Das Projekt gehört zum Neubauvorhaben für die Straßenbrücke. Autos und Laster rollen bereits seit vier Wochen über eine eigens errichtete Behelfsbrücke südlich an der Baustelle vorbei. Im Frühjahr 2017 soll die neue Brücke eingeweiht werden. Das WSA investiert in das Vorhaben rund 17 Millionen Euro.

Die Demontage der alten Kanalbrücke wird auf jeden Fall ein Kraftakt. Die Konstruktion wiegt 420 Tonnen. „Natürlich wird alles, was vorher abgebaut werden kann, entfernt, aber die Brücke selbst hat ein ordentliches Eigengewicht“, sagt Lühr. Um das Bauwerk von seinen beiden Auflagern an beiden Ufern heben zu können, soll jede Menge Technik eingesetzt werden. Zum Einsatz kommen Schwimmpontons, die geflutet werden, um tief im Wasser zu liegen. Darauf werden einen Meter hohe Stahlträger montiert, darauf dann drei Seecontainer. „Diese Seecontainer können ein sehr großes Gewicht tragen, deshalb sind sie ideal für diesen Zweck“, erklärt Lühr.
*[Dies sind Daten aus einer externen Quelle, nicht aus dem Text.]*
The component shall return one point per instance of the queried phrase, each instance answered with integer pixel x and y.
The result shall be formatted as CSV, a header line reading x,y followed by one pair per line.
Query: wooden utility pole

Die Pontons werden dann am Sonnabend ab 12 Uhr unter die Kanalbrücke manövriert. Zuvor wird der Elbe-Lübeck-Kanal für die Schifffahrt gesperrt. Die eigentliche Montage beginnt ab 16.05 Uhr, dann ist auch das Bahngleis zwischen Lauenburg und Büchen gesperrt. „Um die Brücke anheben zu können, wird das Wasser aus den Schwimmpontons gepumpt. Das sorgt bei den Pontons für so viel Hub, dass sie so weit aus dem Wasser kommen wie notwendig, um die Brücke anzuheben“, erklärt Lühr.

Wenn alles glatt geht, werden die Schwimmpontons anschließend mit der Brücke als Ladung an den Umschlagplatz gebracht. Dort wird die alte Stahlkonstruktion mit einem Kran an Land gehoben und anschließend mit hydraulischen Scheren zerlegt.

Wann genau der spannende Moment ist, kann zurzeit nicht vorausgesagt werden. „Bei der guten Planung dürfte es sicher irgendwann in der Nacht so weit sein“, sagt Lühr.